Ceci étant, on ne peut continuer plus encore à accepter qu’un tel dispositif législatif condamne des milliers de femmes et d’enfants à des destins de souffrance. La loi est censée protéger le citoyen, non à l’acculer à une vie de misère. Parmi ces enfants livrés à la rue, parmi ces jeunes filles réduites à la délinquance et à la prostitution, combien sont-ils ceux qui pâtissent des conséquences d’une grossesse non désirée ?

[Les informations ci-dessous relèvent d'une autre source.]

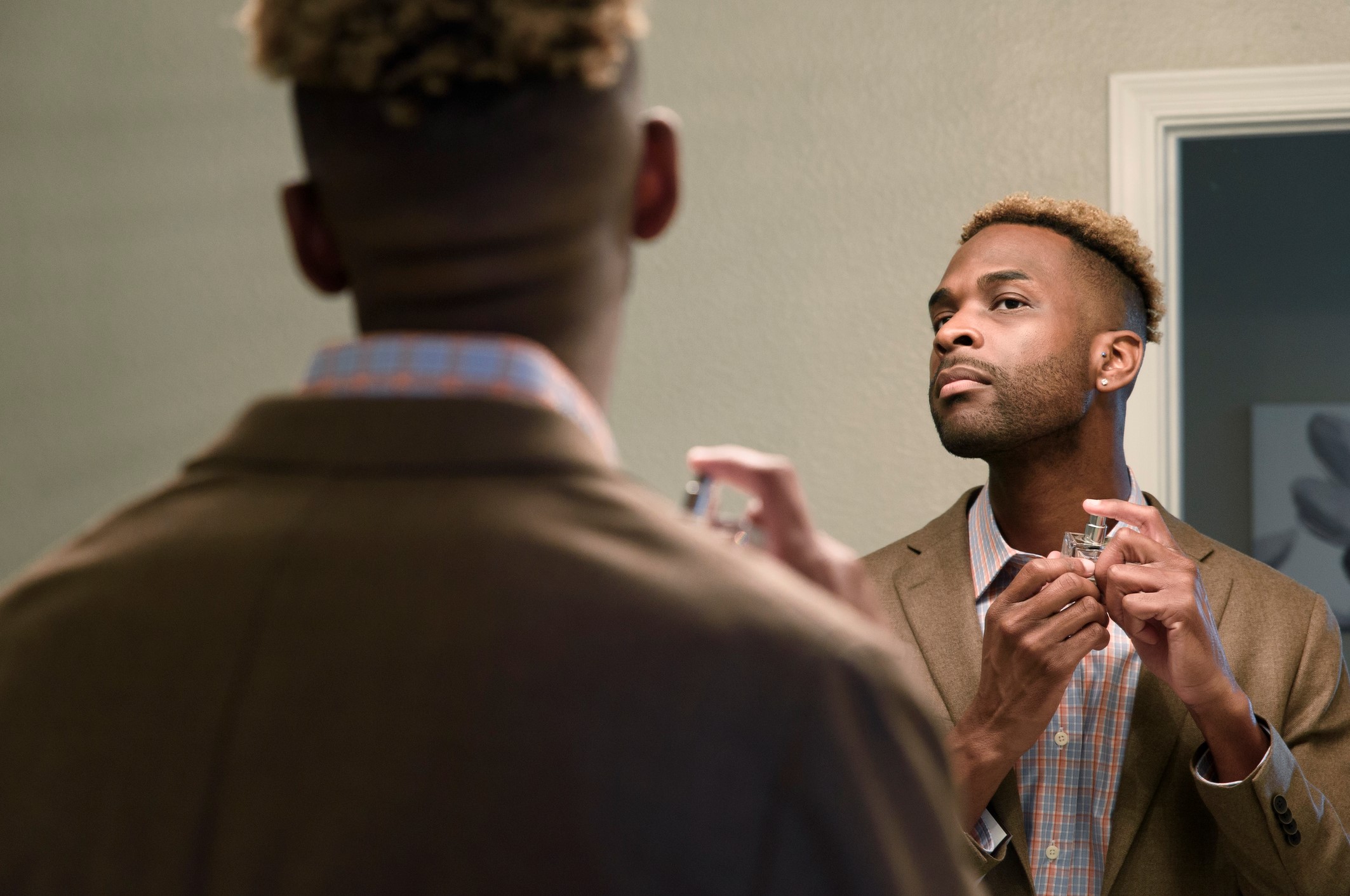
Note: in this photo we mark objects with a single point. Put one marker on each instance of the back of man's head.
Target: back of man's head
(461, 150)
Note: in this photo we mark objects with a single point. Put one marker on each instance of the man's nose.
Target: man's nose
(958, 331)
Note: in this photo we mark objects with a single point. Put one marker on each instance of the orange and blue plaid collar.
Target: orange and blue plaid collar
(990, 552)
(458, 366)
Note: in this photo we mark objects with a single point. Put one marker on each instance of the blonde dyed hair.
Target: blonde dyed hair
(1111, 236)
(420, 49)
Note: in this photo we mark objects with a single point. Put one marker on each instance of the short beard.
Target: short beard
(1043, 400)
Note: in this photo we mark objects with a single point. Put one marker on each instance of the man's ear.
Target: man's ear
(657, 195)
(316, 250)
(1117, 358)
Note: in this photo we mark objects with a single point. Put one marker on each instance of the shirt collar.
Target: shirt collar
(498, 368)
(990, 554)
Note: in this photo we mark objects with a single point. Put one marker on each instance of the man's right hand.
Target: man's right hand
(1036, 633)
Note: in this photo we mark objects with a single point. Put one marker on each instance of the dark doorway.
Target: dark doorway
(1266, 298)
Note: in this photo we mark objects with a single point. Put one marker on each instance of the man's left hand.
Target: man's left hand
(1153, 591)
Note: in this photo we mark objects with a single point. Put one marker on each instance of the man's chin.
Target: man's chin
(965, 435)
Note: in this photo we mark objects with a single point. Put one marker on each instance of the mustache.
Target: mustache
(995, 374)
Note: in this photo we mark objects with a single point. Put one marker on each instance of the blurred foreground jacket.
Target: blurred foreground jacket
(432, 645)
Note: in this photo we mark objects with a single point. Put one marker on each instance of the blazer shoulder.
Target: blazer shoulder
(1255, 580)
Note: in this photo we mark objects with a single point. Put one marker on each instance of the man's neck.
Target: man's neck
(1037, 493)
(578, 318)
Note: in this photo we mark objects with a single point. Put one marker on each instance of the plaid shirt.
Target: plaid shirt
(1068, 779)
(458, 366)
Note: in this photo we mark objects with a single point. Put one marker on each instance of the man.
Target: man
(411, 632)
(1177, 725)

Au cours des derniers jours, une affaire d’avortement survenue au Brésil a secoué ce pays et bien au-delà : celle de cette fillette de neuf ans, violée, enceinte et avortée. Cette enfant subissait les assauts de son beau-père depuis l’âge de six ans. Sa grossesse découverte par hasard à quatre mois, la fillette a été avortée. Comme au Maroc, l’avortement n’est pas légalisé au Brésil mais, en cas de viol, la loi l’autorise. Sauf que, pour l’archevêque de Recife(*), Dom José Cardoso Sobrinho, même en la circonstance, il ne pouvait être pratiqué. A ses yeux, « la loi de Dieu étant supérieure à la loi des hommes ».
N’étant pas parvenu à l’empêcher, il déclara aussitôt l’excommunication de tout le corps médical responsable de l’avortement ainsi que celle de la mère de la victime. Par contre, il s’abstint de l’étendre au violeur, estimant que « le viol est moins grave que l’avortement ». Malgré le poids prépondérant de l’Eglise dans ce pays profondément catholique, sa décision a rajouté le scandale à l’émotion suscitée au sein de la population par le drame de cette fillette.
Maintenant, quid du Maroc face à un tel cas ? Le viol n’étant pas reconnu par la loi sur l’avortement, aurait-il fallu laisser cette enfant devenir mère à neuf ans ? Les drames de ce genre se déroulent généralement à huis clos. Les projecteurs ne sont que très rarement là pour attirer l’attention de l’opinion publique et la faire réagir.
De très jeunes filles violées et enceintes, il doit en exister plus qu’il n’en faut chez nous aussi. Il est temps que la loi s’ouvre à leur détresse comme à celles de toutes les femmes dans l’incapacité d’assumer leur grossesse.